While the vegetable kingdom offers us an abundance of aromatic odors the end of which it is impossible to foresee, the animal kingdom contains absolutely no substance which may be called sweet-scented in the strict sense of the term. If we find nevertheless a few animal substances generally used in perfumery, they should be considered rather as excellent means for fixing subtle vegetable odors than as fragrant bodies in the true sense. By themselves, indeed, they have an odor, but to most persons it is not agreeable even if properly diluted. Thus far only five substances of animal origin are employed in perfumery, namely: ambergris, castor, hyraceum, musk, and civet.
Ambergris.
Latin—Ambra grisea; French—Ambregris; German—Ambra.
This is a substance whose origin is still doubtful; many facts indicate that it is a secretion—whether normal or morbid may be left undecided—of the largest living mammal, namely, of the pot-whale (Physeter macrocephalus). Ambergris is found in the intestines of this animal or, more frequently, floating about in the sea; the shores of the continents bordering the Indian Ocean furnish the largest amount of this peculiar substance.
Ambergris is a grayish-white fatty substance which occurs in commerce in pieces of various sizes—those as large as a fist are rare—of a penetrating, decidedly disagreeable odor. It is soluble in alcohol, and when properly diluted the odor becomes pleasant and it is so permanent that a piece of linen moistened with it smells of it even after being washed with soap. By itself, ambergris is not much used; it finds its chief application in combination with other odors or as an addition to some perfumes in order to make them lasting.
Castor.
Latin—Castoreum; French—Castoreum; German—Castoreum.

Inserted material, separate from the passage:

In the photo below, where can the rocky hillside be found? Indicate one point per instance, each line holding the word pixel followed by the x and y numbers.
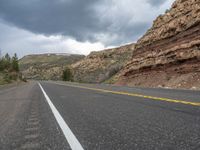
pixel 168 55
pixel 100 66
pixel 46 66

This is a secretion of the beaver (Castor fiber); it accumulates in two pear-shaped bags on the abdomen of the animal, both male and female. The hunters remove these bags from the body of the dead animal and in this form they are brought into commerce. These sacs are the length of a finger, at the thickest point the diameter of a thumb, and contain a greasy mass of yellowish-brown, reddish-brown, or blackish color, according to the nourishment of the animal. This mass constitutes castor; it has a strong, disagreeable odor, a bitter, balsamic taste, becomes soft when heated, is combustible, and almost entirely soluble in alcohol. It is probable that this secretion in its composition has some relation to the nourishment of the beavers which feed by preference on resinous vegetable substances. In commerce Canadian and Siberian castor are distinguished; the latter is more valuable and has almost disappeared from the market. It possesses a peculiar tarry, Russian-leather odor, probably due to a substance present in birch bark, upon which the Siberian animals feed almost exclusively. Canadian castor has an odor more nearly resembling pine resin. In perfumery castor is rarely used, usually only for fixing other odors.